Hello and welcome to the NLP highlights podcast where we talk about interesting recent work in natural language processing.
This is Matt Gardner and Waleed Ammar. We are research scientists at the Allen Institute for Artificial Intelligence.
Okay, today’s paper is Bidirectional Attention Flow for Machine Comprehension by Minjoon Seo, Aniruddha Kembhavi, Ali Farhadi, Hannaneh Hajishirzi. These are folks at the University of Washington and the Allen Institute for Artificial Intelligence, Min was here as an intern when he did this work. This paper focuses on a task that’s become to be known as reading comprehension, which is, the inputs to this task are a passage of text in this case, a Wikipedia paragraph and a question about that passage where the answer is constraints to be a span of text within the passage. And so a model needs to take these two inputs and predict as output a span. This, this paper was evaluated on this dataset called the Stanford question, answering dataset or SQuAD.
And when it was submitted, this paper was originally submitted to archive in November. This was state-of-the-art, it got the best performance on this dataset. An ensemble of these models is still pretty close to the top performance on the SQuAD leaderboard though single model performance has gone down quite a bit. Because this is a really busy area there have been a lot of submissions recently.
So what is the high level overview of the paper?
So at its core, what any technique that wants to answer SQuAD questions needs to do is match words in the question to words in the passage and then find some kind of type information. Like if you see in the question what team you need to find a team in the passage. So an example passage might be about the Superbowl in 2010 and the question might be who won or which team won the Superbowl in
And so previous techniques will often take the question and smash it into a single vector instead of one vector per word in the question and then compute some attention given that question vector over the passage and try to do a matching that way. This paper uses a matrix of attentions essentially computing a similarity between each encoded word in the passage and each encoded word in the question to try to do this matching. And they call it the particular way that they do this bi- directional attention flow. Interestingly, I think this is pretty similar to a method called decomposable attention on the Stanford Natural Language Inference dataset by Ankur Parikh and some others at Google New York where they similarly compute a matrix of attentions and then use that.

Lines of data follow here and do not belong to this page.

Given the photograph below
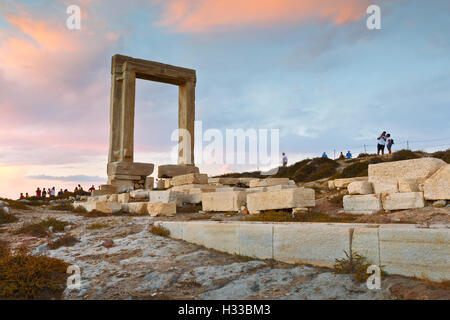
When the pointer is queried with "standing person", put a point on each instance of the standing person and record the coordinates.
(390, 142)
(381, 143)
(284, 160)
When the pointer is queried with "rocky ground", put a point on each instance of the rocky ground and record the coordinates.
(123, 260)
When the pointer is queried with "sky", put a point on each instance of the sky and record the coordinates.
(310, 69)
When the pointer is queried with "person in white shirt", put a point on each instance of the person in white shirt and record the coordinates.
(381, 143)
(284, 160)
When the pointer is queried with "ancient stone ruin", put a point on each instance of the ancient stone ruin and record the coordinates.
(123, 172)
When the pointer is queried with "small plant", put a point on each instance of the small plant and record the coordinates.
(96, 226)
(353, 264)
(40, 229)
(159, 231)
(4, 249)
(7, 217)
(65, 241)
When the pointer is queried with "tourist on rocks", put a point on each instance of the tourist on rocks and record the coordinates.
(381, 143)
(390, 142)
(284, 160)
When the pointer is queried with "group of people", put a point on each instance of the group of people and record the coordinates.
(384, 139)
(51, 192)
(341, 156)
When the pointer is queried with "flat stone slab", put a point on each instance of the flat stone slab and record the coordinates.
(369, 203)
(102, 206)
(268, 182)
(360, 187)
(172, 170)
(400, 249)
(344, 182)
(417, 169)
(137, 207)
(402, 201)
(161, 209)
(191, 178)
(130, 168)
(280, 199)
(437, 187)
(223, 201)
(167, 196)
(224, 181)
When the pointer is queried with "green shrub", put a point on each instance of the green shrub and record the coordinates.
(444, 155)
(353, 264)
(15, 204)
(65, 206)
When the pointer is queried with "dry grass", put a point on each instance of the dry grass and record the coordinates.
(96, 226)
(16, 204)
(7, 217)
(65, 241)
(40, 229)
(23, 276)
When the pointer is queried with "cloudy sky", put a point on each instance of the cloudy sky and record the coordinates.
(311, 69)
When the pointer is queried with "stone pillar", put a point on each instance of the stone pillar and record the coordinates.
(127, 117)
(186, 119)
(115, 116)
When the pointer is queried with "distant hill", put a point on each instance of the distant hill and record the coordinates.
(319, 168)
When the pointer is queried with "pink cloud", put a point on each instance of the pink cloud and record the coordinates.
(207, 15)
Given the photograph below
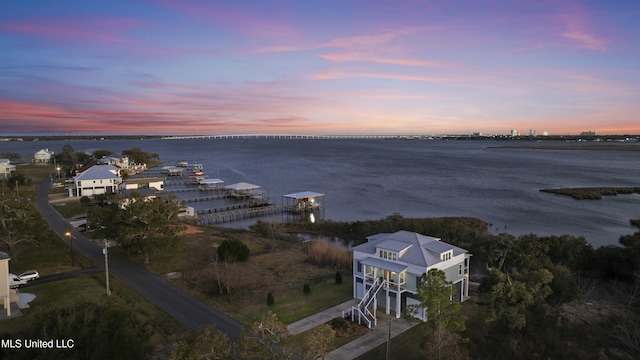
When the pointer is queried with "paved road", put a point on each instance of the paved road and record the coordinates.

So I guess that task is a little bit different where you have a passage, or premise and hypothesis and you want to know does the premise entail the hypothesis? And so they decompose this using a decomposable matrix of attentions to compute whether each word in the premise entails each word in the hypothesis and then does some aggregation on top of that. Anyway, the point there is, it’s a really similar similarity operation where you have this matrix of attentions and that’s essentially what this paper does. It computes this and then gets a representation, takes this matrix and smashes it back into the passage representation so that you still have an encoded vector for each word in the passage, which then goes through another few deep biLSTMs and then you predict the span beginning, pass that through another biLSTM and then predict the span text you get. In the end, which span of text answers the question that was asked.
So in what way are the two models different?
You mean the decomposable attention and bidirectional attention to flow. So decomposable attention was trying to do a natural language inference. And so in the end, given these two strings of texts, you output a yes no, it was actually entails, contradicts, or neutral. But essentially you predict a classification decision given these two things these two strings of text. Whereas in SQuAD and this bi-directional attention flow model, they have this similar matrix of attentions except the output is an index into the passage. And so it’s not a simple classification decision. And so you need the output of this similarity matrix computation to go back and do something that’s the same size of the passage so that you can predict which index to the passage has the answer.
That makes sense. So the paper also talks about the difference between a dynamic attention and the attention method that is proposed in the paper. Would you like to explain the difference between dynamic attention and this approach?
I think you’re actually a little more familiar with that because of your experience with machine translation.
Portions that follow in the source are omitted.